×

Nicolas Puech, héritier d’Hermès, poursuit en justice LVMH et Bernard Arnault

Nicolas Puech, héritier d’Hermès, poursuit en justice LVMH et Bernard Arnault

Nicolas Puech, membre de la famille fondatrice d’Hermès et longtemps considéré comme l’un de ses héritiers emblématiques, vient d’engager une procédure judiciaire à l’encontre du géant du luxe LVMH et de son président Bernard Arnault. Cette initiative marque une nouvelle escalade dans la guerre feutrée qui oppose les grandes familles du secteur du luxe français.

Selon des sources proches du dossier, la décision de Nicolas Puech intervient alors que sa fortune personnelle a considérablement diminué au cours des dernières années, conséquence de conflits internes à la famille Hermès et de bouleversements dans la répartition du capital. Exclu du pacte familial qui contrôle encore strictement la société Hermès, M. Puech s’estime lésé par des manoeuvres orchestrées selon lui afin de réduire son influence et ses droits au profit d’autres branches de la famille.

Le litige s’ancre dans l’historique tentative de LVMH de prendre le contrôle d’Hermès, au début des années 2010. A l’époque, Bernard Arnault avait accumulé, à travers une opération complexe, près de 20% du capital du sellier parisien, déclenchant une vague de résistance sans précédent au sein de la Maison. Nicolas Puech, alors l’un des premiers actionnaires individuels, s’était publiquement opposé à l’arrivée du groupe LVMH, dénonçant une manœuvre hostile et une menace directe à l’indépendance du fleuron familial du luxe français.

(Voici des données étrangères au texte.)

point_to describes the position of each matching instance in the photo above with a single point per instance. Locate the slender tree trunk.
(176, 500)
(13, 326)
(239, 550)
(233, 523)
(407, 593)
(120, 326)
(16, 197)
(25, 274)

Presque quinze ans plus tard, la fracture reste vive. Les tensions entre les différents membres de la dynastie Hermès n’ont fait que croître, notamment après la réorganisation du pacte d’actionnaires en 2017, qui aurait abouti à une marginalisation progressive de Nicolas Puech dans la gouvernance comme dans la répartition des dividendes du groupe. Plusieurs experts du secteur soulignent que la dégradation de sa situation financière serait liée à cette perte d’influence, mais aussi à des choix personnels d’investissement hasardeux.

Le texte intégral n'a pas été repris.